Judge warns child thief

A young offender who chose to stop taking his hyperactivity medicine, was warned in court this week (March 3 ) that despite his age, room could be found in Oberstown Boys’ Centre if he continued to behave in this fashion.

“If you think the word may be around town that there’s no place for under 16s, then think again. Oberstown can find a place for you,” Judge John Neilan warned a 15-year-old Athlone boy before him on a raft of theft and burglary charges.

The boy, who attended court from Garda custody and was accompanied by his mother, admitted he had stopped taking his Ritalin prescription for his attention defecit hyperactivity disorder (ADHD ), despite his mother saying he was a much more mannerly person when he took it.

“Why did you stop taking it? If you want to set yourself up as a doctor you may, but you will be sent to Oberstown Boys Centre [the national detention centre for under 18s based in north county Dublin],” said the judge.

Gardai told the court the offences had occurred between August and November in a number of shops, homes and institutions around the town but that no plea had yet been entered by the boy.

“Nobody is brought to this court until the junior liaison officer (JLO ) is worn to a thread,” said the judge. (The JLO is the garda officer tasked with dealing with juveniles and keeping them as best they can out of the adult criminal system. )

“To the junior liaision officer’s wisdom you have turned a deaf ear.”

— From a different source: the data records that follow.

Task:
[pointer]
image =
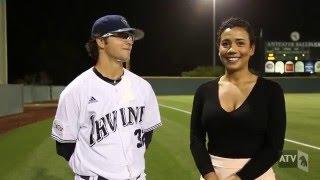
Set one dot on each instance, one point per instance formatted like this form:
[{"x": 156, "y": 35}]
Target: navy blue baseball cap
[{"x": 112, "y": 24}]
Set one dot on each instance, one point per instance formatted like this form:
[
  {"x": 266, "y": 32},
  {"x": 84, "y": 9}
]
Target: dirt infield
[{"x": 32, "y": 113}]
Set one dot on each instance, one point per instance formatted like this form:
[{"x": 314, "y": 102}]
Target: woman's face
[{"x": 235, "y": 49}]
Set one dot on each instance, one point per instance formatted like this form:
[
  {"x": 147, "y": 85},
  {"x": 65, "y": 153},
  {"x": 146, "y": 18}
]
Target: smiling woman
[{"x": 245, "y": 133}]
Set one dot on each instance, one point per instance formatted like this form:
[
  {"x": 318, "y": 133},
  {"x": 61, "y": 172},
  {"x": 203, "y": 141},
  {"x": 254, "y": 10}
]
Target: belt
[{"x": 101, "y": 178}]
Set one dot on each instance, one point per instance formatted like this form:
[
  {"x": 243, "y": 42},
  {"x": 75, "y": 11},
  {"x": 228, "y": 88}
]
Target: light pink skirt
[{"x": 225, "y": 167}]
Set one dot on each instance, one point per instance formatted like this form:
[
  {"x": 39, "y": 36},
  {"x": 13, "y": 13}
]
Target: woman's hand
[{"x": 211, "y": 176}]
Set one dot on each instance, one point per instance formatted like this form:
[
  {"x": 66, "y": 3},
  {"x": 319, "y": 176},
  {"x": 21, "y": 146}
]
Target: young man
[{"x": 105, "y": 117}]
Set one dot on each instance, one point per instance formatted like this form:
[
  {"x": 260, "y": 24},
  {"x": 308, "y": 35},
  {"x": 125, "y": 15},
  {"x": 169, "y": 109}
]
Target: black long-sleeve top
[{"x": 255, "y": 130}]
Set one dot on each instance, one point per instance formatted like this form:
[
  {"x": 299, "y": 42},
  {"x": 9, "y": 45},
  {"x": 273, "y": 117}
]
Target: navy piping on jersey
[{"x": 110, "y": 81}]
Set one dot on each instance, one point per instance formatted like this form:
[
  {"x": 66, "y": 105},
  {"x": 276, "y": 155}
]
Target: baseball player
[{"x": 105, "y": 117}]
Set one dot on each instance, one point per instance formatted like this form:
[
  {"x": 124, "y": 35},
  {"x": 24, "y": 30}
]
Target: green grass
[{"x": 28, "y": 153}]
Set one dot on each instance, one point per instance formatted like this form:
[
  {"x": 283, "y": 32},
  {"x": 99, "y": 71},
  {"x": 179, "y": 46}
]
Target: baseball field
[{"x": 28, "y": 152}]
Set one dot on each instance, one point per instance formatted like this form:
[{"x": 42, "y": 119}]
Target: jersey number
[{"x": 141, "y": 138}]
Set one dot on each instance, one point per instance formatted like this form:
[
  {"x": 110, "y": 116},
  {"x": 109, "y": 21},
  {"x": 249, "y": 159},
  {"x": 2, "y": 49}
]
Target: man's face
[{"x": 118, "y": 46}]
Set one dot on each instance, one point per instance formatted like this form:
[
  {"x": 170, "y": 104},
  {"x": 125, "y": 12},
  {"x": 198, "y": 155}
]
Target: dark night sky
[{"x": 50, "y": 35}]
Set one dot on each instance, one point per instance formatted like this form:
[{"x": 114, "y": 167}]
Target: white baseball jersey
[{"x": 107, "y": 122}]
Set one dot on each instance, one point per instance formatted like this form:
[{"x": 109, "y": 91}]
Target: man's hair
[
  {"x": 92, "y": 49},
  {"x": 236, "y": 22}
]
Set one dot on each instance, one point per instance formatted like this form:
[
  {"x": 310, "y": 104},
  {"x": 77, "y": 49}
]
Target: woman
[{"x": 242, "y": 114}]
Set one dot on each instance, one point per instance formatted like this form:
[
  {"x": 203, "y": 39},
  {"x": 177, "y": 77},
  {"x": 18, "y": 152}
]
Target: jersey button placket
[{"x": 118, "y": 100}]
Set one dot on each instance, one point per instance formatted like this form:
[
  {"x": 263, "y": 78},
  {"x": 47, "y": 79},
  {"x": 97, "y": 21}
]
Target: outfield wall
[
  {"x": 11, "y": 99},
  {"x": 14, "y": 96}
]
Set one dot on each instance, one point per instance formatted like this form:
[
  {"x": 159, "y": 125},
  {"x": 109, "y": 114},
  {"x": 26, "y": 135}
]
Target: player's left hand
[{"x": 233, "y": 177}]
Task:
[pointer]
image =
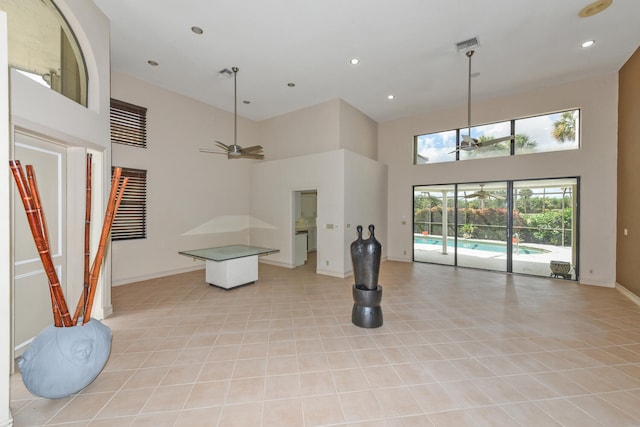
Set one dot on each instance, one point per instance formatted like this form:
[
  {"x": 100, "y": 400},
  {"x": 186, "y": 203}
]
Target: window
[
  {"x": 43, "y": 47},
  {"x": 551, "y": 132},
  {"x": 130, "y": 221},
  {"x": 128, "y": 124},
  {"x": 538, "y": 134}
]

The judge asked the boy’s mother if she knew where he went when he went out and she said she didn’t. The judge warned her that even with a 9pm to 7am curfew in place on her son, she would have to make it her business to know where he was at all times. The judge then returned to the boy.

“If you’re found associating with any known drug users or hanging on the Shannon banks drinking cans of beer or lager, I can assure you you will be on your way to Oberstown within four hours,” said the judge.

The judge remanded the boy on continuing bail until March 10.

“Does he ever come home drunk?”’ the judge asked the mother.

“He does, your honour,” said the mother.

“These are things you’ll have to address,” said the judge.